“You’ll learn, as you get older, that rules are made to be broken. Be bold enough to live life on your terms, and never, ever apologize for it. Go against the grain, refuse to conform, take the road less traveled instead of the well-beaten path. Laugh in the face of adversity, and leap before you look. Dance as though EVERYBODY is watching. March to the beat of your own drummer. And stubbornly refuse to fit in.” ― Mandy Hale, The Single Woman: Life, Love, and a Dash of Sass
(Image from creationswap.com)
Fifteen years ago, authenticity was something I struggled with. I was not the popular girl, or the cheerleader, I wasn’t the top student, or in any sports. Coming from a family with four older siblings, and being adopted helped create a struggle deep in the depths of my core. I didn’t know who I was.
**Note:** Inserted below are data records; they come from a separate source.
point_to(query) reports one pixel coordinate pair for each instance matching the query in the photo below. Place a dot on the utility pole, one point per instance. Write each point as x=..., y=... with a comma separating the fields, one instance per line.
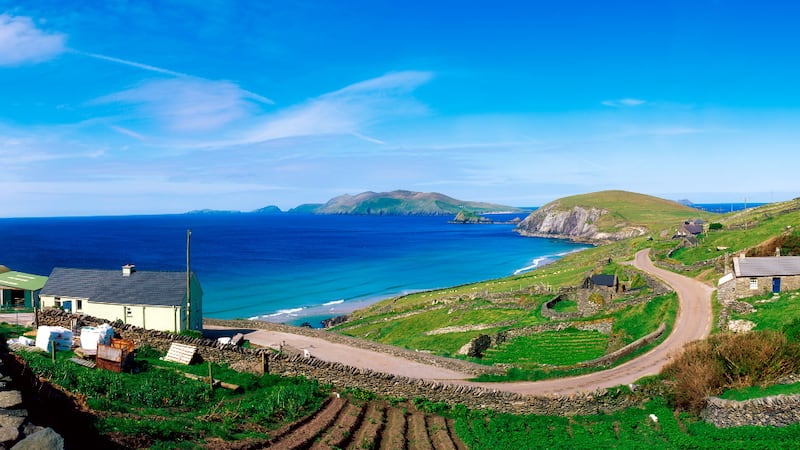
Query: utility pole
x=188, y=280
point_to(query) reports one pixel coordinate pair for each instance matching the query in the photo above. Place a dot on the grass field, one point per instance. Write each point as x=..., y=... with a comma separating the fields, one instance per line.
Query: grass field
x=632, y=428
x=556, y=348
x=772, y=313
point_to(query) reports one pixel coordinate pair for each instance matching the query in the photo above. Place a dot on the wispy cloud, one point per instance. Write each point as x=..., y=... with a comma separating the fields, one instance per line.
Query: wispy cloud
x=188, y=104
x=22, y=42
x=624, y=102
x=347, y=111
x=132, y=64
x=128, y=132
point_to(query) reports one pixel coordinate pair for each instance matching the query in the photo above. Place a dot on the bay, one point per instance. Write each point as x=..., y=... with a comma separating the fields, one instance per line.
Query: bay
x=283, y=267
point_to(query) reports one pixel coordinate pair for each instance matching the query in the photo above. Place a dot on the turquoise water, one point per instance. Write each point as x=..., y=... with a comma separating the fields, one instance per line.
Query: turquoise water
x=285, y=267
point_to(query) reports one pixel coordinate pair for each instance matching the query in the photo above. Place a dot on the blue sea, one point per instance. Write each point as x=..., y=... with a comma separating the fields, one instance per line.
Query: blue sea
x=283, y=267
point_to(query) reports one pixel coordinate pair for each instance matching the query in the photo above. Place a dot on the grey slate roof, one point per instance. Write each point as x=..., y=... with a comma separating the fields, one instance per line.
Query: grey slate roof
x=604, y=280
x=109, y=286
x=766, y=266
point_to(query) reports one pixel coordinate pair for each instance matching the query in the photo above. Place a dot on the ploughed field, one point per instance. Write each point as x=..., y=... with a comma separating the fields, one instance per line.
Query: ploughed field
x=368, y=424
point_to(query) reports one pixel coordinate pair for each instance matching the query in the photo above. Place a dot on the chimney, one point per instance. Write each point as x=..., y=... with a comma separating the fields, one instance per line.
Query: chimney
x=128, y=269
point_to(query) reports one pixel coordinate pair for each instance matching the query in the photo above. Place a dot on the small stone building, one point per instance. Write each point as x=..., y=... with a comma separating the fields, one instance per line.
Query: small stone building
x=759, y=275
x=146, y=299
x=20, y=290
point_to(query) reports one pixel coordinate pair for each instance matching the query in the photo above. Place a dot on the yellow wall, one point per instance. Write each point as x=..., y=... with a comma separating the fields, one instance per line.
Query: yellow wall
x=165, y=318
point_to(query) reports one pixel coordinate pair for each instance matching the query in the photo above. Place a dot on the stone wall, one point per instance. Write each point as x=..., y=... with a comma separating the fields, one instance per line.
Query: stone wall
x=776, y=411
x=627, y=350
x=342, y=376
x=548, y=311
x=740, y=287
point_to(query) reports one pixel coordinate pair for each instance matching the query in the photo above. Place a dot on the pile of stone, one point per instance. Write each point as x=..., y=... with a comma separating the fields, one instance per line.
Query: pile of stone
x=16, y=432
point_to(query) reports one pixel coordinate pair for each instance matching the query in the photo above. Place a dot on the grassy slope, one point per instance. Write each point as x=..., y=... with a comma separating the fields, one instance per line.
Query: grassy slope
x=407, y=320
x=742, y=230
x=628, y=208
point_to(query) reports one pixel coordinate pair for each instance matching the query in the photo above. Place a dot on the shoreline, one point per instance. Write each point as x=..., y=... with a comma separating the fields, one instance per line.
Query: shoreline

When I looked into the mirror, the young girl I saw looking back at me was not someone I chose to accept. I didn’t like that I was different. That I was goth, but was in love with being what I still to this day consider being a country girl.
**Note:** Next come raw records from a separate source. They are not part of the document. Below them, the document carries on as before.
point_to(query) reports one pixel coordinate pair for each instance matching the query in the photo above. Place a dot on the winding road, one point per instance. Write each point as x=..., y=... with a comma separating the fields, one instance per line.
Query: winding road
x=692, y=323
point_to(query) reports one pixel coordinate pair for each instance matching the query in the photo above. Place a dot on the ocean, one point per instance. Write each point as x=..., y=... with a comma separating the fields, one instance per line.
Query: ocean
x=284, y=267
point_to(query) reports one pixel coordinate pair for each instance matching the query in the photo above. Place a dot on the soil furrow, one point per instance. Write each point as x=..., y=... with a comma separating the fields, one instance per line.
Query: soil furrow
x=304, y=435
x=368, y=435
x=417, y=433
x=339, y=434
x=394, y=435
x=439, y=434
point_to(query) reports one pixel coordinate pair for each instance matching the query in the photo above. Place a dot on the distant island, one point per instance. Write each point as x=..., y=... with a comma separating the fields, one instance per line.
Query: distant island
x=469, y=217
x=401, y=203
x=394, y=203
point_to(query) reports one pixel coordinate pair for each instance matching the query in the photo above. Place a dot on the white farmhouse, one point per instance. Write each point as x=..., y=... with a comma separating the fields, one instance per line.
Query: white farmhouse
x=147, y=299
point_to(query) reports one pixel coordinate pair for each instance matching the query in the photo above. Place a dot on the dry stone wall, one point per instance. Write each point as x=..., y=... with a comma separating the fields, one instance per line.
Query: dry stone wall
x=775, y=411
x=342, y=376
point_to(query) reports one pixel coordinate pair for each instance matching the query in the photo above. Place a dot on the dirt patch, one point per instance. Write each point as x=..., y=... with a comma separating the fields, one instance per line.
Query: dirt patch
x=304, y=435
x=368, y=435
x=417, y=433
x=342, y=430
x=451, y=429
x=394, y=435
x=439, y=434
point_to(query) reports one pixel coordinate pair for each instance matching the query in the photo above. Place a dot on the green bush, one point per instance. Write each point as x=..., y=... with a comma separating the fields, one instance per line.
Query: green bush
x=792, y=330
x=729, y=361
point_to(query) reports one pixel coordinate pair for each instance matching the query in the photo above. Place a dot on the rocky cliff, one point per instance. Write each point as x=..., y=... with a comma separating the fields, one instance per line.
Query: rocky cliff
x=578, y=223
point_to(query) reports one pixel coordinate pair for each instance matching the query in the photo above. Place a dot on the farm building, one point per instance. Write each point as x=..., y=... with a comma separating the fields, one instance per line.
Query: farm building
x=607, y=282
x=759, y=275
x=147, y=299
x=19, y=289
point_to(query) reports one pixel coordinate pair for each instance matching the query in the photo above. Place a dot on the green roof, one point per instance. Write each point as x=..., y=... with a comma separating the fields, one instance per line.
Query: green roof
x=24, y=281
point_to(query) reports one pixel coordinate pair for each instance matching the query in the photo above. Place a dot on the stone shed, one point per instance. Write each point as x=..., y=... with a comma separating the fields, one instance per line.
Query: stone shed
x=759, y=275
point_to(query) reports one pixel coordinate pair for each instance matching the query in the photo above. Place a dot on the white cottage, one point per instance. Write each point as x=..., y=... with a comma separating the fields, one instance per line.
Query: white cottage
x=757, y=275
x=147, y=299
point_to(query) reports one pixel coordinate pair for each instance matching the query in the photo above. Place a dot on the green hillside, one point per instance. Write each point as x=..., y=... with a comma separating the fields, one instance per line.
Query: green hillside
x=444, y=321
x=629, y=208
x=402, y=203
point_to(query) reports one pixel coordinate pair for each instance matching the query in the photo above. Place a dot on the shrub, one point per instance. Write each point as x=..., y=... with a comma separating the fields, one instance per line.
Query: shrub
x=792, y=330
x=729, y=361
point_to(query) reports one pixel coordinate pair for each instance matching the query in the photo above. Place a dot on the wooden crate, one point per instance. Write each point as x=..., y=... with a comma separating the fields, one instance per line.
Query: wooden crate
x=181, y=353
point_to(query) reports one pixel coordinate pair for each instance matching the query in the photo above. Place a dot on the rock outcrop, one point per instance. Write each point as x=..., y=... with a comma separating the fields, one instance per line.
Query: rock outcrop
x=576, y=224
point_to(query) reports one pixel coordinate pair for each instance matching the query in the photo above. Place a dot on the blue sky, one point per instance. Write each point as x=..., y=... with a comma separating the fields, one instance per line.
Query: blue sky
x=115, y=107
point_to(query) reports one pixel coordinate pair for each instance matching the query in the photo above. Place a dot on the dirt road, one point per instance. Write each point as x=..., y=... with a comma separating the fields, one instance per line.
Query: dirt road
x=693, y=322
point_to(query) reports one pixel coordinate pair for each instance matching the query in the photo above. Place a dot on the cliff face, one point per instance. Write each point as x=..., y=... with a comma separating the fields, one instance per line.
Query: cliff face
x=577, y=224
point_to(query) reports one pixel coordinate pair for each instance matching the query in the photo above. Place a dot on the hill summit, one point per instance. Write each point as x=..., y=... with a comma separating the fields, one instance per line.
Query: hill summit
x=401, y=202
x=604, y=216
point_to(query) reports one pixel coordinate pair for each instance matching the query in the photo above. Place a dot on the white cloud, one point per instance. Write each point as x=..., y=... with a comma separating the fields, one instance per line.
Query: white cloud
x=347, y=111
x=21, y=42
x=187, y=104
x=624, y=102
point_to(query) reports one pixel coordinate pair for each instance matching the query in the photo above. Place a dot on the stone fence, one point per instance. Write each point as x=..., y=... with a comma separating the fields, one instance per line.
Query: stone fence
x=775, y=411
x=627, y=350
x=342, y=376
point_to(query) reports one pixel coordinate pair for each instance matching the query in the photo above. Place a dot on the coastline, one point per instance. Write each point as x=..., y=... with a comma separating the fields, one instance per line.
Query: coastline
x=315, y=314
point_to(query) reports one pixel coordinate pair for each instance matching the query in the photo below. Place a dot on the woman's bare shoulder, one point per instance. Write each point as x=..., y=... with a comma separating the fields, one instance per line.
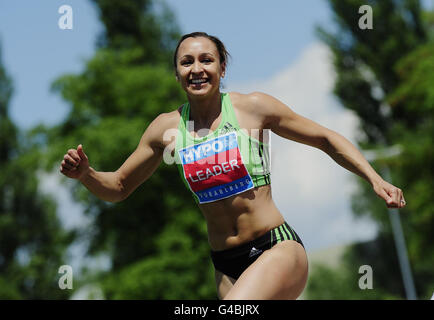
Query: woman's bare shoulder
x=250, y=106
x=163, y=128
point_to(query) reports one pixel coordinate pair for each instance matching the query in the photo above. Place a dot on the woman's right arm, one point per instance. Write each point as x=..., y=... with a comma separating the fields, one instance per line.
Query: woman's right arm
x=118, y=185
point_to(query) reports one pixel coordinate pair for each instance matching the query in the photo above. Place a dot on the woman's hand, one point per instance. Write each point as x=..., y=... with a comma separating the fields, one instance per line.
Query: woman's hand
x=75, y=163
x=393, y=196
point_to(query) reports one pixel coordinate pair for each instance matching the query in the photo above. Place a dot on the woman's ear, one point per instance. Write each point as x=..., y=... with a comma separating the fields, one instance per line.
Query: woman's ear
x=223, y=69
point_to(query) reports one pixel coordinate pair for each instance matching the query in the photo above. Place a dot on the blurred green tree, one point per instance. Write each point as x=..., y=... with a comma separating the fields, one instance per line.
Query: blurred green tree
x=385, y=76
x=33, y=244
x=156, y=239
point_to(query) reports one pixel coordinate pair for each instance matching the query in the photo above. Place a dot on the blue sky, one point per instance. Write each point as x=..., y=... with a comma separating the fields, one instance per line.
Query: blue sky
x=261, y=39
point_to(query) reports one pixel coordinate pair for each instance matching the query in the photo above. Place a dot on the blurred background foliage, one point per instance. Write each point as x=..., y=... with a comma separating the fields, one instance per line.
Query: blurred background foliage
x=156, y=239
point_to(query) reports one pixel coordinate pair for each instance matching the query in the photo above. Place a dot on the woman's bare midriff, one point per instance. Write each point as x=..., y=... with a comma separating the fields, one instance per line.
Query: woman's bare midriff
x=243, y=217
x=240, y=218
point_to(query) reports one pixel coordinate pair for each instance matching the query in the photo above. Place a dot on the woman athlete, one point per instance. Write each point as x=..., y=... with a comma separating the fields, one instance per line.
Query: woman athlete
x=256, y=254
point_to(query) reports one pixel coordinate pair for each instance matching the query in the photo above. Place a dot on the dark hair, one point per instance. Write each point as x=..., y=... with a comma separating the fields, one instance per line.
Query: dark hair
x=224, y=54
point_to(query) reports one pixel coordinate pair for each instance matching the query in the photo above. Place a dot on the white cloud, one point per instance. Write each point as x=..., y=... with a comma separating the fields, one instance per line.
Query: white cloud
x=311, y=190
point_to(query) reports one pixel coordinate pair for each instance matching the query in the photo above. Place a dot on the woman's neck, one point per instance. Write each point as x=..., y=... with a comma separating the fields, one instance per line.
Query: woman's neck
x=204, y=111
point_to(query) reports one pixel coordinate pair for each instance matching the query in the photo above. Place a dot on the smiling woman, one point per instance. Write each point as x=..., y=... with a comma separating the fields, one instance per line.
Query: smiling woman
x=255, y=252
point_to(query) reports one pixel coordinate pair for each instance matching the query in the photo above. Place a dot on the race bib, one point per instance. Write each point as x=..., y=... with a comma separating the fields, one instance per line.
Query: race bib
x=214, y=169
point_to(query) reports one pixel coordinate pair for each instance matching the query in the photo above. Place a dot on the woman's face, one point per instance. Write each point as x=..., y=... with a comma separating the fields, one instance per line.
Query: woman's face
x=198, y=66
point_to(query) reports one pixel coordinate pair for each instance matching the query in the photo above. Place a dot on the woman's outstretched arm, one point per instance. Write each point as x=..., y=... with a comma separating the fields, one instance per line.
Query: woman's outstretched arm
x=118, y=185
x=286, y=123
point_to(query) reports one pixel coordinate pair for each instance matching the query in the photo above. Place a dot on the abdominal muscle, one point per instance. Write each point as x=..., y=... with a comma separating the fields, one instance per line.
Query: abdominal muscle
x=240, y=218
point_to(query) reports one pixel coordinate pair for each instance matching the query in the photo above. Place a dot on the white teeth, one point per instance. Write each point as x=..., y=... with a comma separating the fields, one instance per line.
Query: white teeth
x=196, y=81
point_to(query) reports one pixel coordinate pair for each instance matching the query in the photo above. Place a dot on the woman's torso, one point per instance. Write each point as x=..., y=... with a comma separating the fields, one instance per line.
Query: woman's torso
x=244, y=216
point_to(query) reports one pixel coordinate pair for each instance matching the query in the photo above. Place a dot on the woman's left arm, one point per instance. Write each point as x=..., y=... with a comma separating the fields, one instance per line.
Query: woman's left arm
x=286, y=123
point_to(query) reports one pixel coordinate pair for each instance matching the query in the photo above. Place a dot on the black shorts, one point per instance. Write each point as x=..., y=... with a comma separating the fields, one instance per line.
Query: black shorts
x=234, y=261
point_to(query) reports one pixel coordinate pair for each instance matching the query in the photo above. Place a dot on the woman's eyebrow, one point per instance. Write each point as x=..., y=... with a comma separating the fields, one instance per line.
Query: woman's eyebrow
x=201, y=55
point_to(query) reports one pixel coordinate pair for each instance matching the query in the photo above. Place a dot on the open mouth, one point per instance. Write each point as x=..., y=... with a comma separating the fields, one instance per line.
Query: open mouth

Growing up in a upper-middle class community in southeastern Wisconsin, for me, was the worst nightmare anyone could endure. I marched to my own drummer, even then. I changed my hair color to black, wore black clothing, was obsessed with all things “Goth.” Until one day, I met this boy in an automotive repair class. M as I’ll call him, was a like the definition of amazing, in my dark world. He was a country boy to the core of his being. And he brought me more understanding of myself, than I am sure he ever realized so many years ago. He was just back from boot camp, the day he strolled into class, in his cowboy boots, and blue jeans and the crisp white t-shirt he was wearing. He offered to give me a ride home a few days later, and that began the insane spiral of transition from the depressed goth chick into a down-home country lyric singing teenage girl in love. I changed everything I knew just to fit in with his friends. My parents bought new clothes, cowgirl boots, and I dropped a cool hundred on a stetson cowboy hat. A year and a half later, our love fizzled. Away went the country girl clothes, and out came the goth clothing, but this time there was hipster punk inflections seen in my style.
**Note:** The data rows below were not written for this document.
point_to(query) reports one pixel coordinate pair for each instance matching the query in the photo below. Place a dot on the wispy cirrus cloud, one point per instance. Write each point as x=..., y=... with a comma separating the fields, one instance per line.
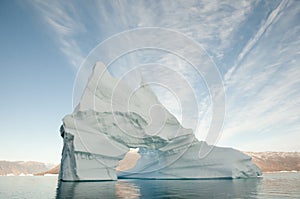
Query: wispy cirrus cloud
x=63, y=20
x=255, y=45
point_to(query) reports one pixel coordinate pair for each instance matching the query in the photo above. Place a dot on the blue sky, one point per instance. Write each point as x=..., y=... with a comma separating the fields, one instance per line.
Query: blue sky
x=254, y=44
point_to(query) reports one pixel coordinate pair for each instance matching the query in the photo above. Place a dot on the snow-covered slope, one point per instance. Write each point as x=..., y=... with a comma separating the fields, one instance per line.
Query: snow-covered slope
x=113, y=117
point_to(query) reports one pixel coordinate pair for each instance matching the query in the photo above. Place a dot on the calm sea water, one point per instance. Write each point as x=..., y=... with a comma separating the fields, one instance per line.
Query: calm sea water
x=272, y=185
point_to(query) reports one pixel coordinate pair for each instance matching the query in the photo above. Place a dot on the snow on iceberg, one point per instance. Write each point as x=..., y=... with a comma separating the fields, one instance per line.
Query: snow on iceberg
x=108, y=122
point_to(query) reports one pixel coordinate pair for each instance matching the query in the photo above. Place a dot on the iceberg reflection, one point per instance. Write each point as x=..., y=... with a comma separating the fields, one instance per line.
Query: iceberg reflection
x=132, y=189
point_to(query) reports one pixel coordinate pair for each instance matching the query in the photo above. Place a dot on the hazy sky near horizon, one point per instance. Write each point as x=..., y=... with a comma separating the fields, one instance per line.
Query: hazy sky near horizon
x=254, y=44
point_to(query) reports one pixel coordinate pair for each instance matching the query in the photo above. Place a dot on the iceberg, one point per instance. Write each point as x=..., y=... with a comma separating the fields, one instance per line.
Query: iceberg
x=112, y=117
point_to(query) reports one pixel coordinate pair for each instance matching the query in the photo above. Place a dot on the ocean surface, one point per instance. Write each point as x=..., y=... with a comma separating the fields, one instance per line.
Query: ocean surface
x=271, y=185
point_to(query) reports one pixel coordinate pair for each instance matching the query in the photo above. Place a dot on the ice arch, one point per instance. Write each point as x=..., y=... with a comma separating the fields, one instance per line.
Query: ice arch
x=102, y=128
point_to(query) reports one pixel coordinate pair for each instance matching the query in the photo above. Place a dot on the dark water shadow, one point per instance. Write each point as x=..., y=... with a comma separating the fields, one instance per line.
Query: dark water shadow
x=130, y=189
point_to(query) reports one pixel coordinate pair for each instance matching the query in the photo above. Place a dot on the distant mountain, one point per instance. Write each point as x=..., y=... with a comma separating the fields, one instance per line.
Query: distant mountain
x=22, y=167
x=276, y=161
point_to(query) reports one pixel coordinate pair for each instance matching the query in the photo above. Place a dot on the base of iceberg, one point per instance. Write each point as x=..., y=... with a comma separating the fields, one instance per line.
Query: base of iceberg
x=101, y=130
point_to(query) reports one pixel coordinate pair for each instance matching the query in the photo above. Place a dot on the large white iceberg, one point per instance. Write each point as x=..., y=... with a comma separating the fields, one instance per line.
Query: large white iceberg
x=108, y=122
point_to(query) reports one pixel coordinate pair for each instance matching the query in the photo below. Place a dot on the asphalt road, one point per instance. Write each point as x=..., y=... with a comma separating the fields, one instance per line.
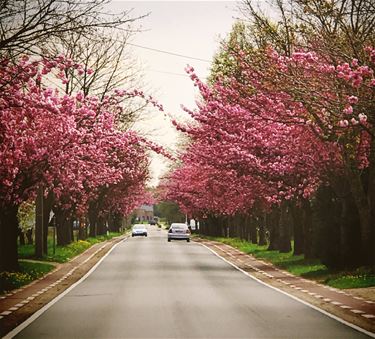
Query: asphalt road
x=149, y=288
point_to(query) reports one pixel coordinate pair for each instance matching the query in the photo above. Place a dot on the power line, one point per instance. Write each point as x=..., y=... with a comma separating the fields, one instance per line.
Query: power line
x=170, y=53
x=171, y=73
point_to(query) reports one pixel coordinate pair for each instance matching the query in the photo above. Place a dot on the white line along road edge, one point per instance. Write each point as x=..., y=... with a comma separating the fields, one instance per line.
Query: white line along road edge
x=38, y=313
x=372, y=335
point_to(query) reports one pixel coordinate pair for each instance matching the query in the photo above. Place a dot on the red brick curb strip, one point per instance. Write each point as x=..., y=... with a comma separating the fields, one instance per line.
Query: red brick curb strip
x=20, y=304
x=354, y=310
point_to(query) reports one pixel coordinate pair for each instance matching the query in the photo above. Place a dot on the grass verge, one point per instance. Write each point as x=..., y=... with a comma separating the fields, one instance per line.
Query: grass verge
x=299, y=266
x=64, y=253
x=28, y=272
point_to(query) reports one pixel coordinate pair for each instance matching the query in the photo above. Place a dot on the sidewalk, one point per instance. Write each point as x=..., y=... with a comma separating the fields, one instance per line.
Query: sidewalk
x=348, y=307
x=20, y=304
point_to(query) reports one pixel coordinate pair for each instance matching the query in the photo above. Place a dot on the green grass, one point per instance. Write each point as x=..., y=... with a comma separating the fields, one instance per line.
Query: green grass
x=28, y=272
x=64, y=253
x=309, y=269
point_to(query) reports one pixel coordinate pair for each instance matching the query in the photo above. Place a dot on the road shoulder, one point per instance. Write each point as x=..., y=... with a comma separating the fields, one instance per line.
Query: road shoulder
x=346, y=305
x=20, y=304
I was the embodiment of a teenage girl looking to fit in and be accepted wherever and by whomever would accept my wild style and outrageous actions. In my small close knit group I was the rebel, the defender, the fighter. My personality never changed, but the outward appearance was in constant battle with what was instyle in the popular crowd.
Until one day…
When I moved out of that small opinionated town, how I saw myself changed. I was unique, I was awesome, and everything I was should be accepted by everyone I wanted as my friend, or they could…kick rocks. I made new friends with ease. I had my own style and it changed with what my mood was at any given moment. But I had a core style. I was a hipster. I had a devil-may-care attitude. And that attitude taught me not to conform.
To this day, that young girl – unwilling to conform, striving for independence, and beating to her own drummer still exists. Even though I am now a parent of three amazing children, and I am getting back out into the world, going to school and revamping my life, I will not conform. That is why I am going to school for eMarketing, for social media. I want to be out there, be myself, make a difference. Only this time? That young vibrant girl now has a forum, and her voice will be heard.
This hipster is devoted to be authentic. And I will raise my children to strive to be authentic. This is the opportunity for me to fight for the goths, the scene kids, the Juggalos, the emo kids. Not because I agree with everything each of them stand for, but because it is their right, to – BE AUTHENTIC.